Last week, we released our latest white paper, the Impact of PCI-Validated P2PE, authored by our P2PE QSA Coalfire.® Over the next three weeks, we will be discussing the major sections of the paper:
- What is the role of P2PE, EMV and Tokenization in securing payments?
- What are the differences between PCI-validated and non-validated P2PE solutions?
- What is the Return on Investment (ROI) and Total Cost of Ownership (TCO) of a PCI-validated P2PE solution?
The white paper can be downloaded in its entirety or via these 3 sections on our Resources page.
The Role of EMV – Securing Against Counterfeit Cards
The payment industry around the world has begun adopting EMV for production and transaction support for credit cards issued with integrated chips in order to provide new card fraud protections for consumers. To facilitate this transition in the United States, the major card brands have instituted phased liability shifts, where card present merchants or credit card issuers who fail to support these cards may be liable for counterfeit card fraud. Important liability shift dates include:
- October 2015, which affected most credit card networks and industries
- October 2016 for ATMs accepting MasterCard
- October 2017 for other ATM cards
- October 2020 for automated fuel dispensers
The EMV chip embedded within the new chip cards is capable of using advanced cryptography to generate a unique code (iCVV) that is then sent to the card networks with each transaction to confirm that the physical card is legitimate. This process has been demonstrated to be effective at preventing fraudsters from creating counterfeit cards.
However, the EMV chip does not provide any encryption for the credit card primary account number (PAN), expiration date, or cardholder name: three sensitive data elements classified as cardholder data and required to be protected according to PCI DSS.
In summary, EMV is primarily effective for reducing card-present fraud by securing against counterfeit cards.
The Role of P2PE – Securing Card Data in Flight
Forensic investigations have confirmed that the preferred method for extracting account data from point-of-sale (POS) systems has been the use of RAM-scraping malware. This breed of malicious software is able to access clear-text card data as it is processed within system memory, even if the system uses encryption to receive and re-transmit this sensitive data. While card data may be received by the POS system in encrypted form, encrypted when stored, and encrypted when transmitted, it is unencrypted while in memory and therefore is highly vulnerable to this type of attack.
The role of P2PE is to immediately and fully encrypt all cardholder data within the payment terminal. By using strong encryption, device management practices, and key management, P2PE is effective at addressing the risk of card data compromise for card data in transit out of the merchant network as it is transmitted to the gateway or acquirer for decryption and processing.
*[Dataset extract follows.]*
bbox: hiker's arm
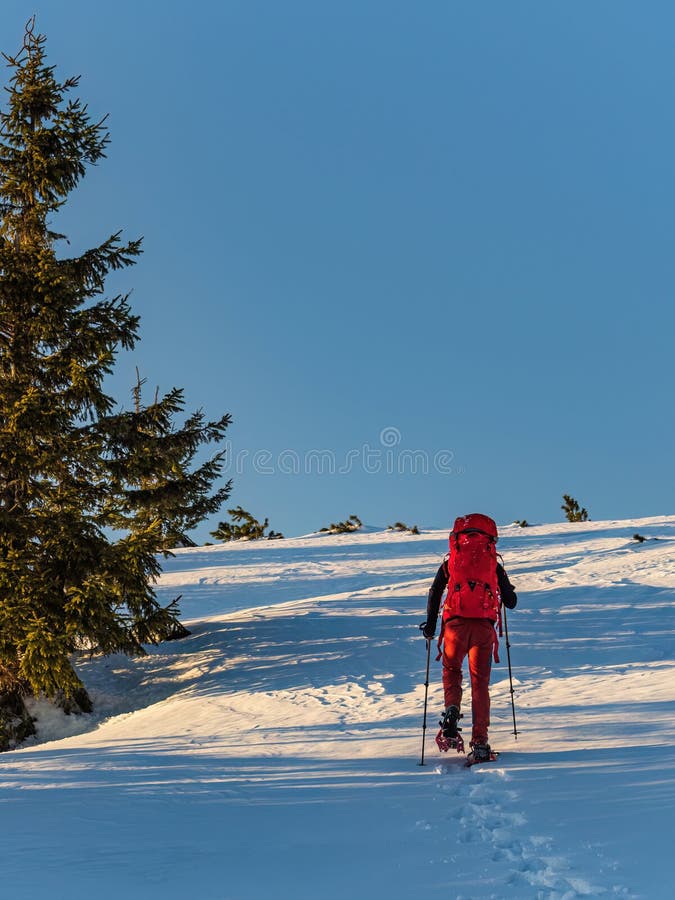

There are two types of terminal encryption – PCI-listed P2PE solutions and unlisted solutions (sometimes called end-to-end encryption or E2EE). While there are many nuanced differences, which we will discuss in next week’s blog, there are three high-level requirements that every P2PE/E2EE solution must offer:
- The card data must be encrypted using strong cryptography
- The encryption must be performed within a secure hardware device
- It must not be feasible to decrypt the data within the merchant environment
Through this process, P2PE performs the function of devaluing the cardholder data in the eyes of any hacker who may otherwise seek to access this information within the merchant’s software, systems, and network, therefore securing card data in-flight.
The Role of Tokenization – Securing Card Data at Rest
Finally, there are merchants who must perform certain customer billing functions such as delayed charges, subscriptions, refunds, or credits, which require credit card information.
Tokenization is the technology where secure card data storage is centralized and a different value is used to represent the original cardholder data. When ready to be re-used, the token must generally be passed to the tokenization provider, where the original cardholder data is retrieved, decrypted, and utilized.
To take full advantage of the benefits of tokenization, PCI SSC recommends that merchants tokenize sensitive data as quickly as possible, replace cardholder data with tokens wherever it is stored, and use services that do not provide a mechanism to “detokenize” data, as this presents another avenue that may be exploited. When properly implemented, use of tokenization instead of storing actual cardholder data is valuable for securing card data at rest.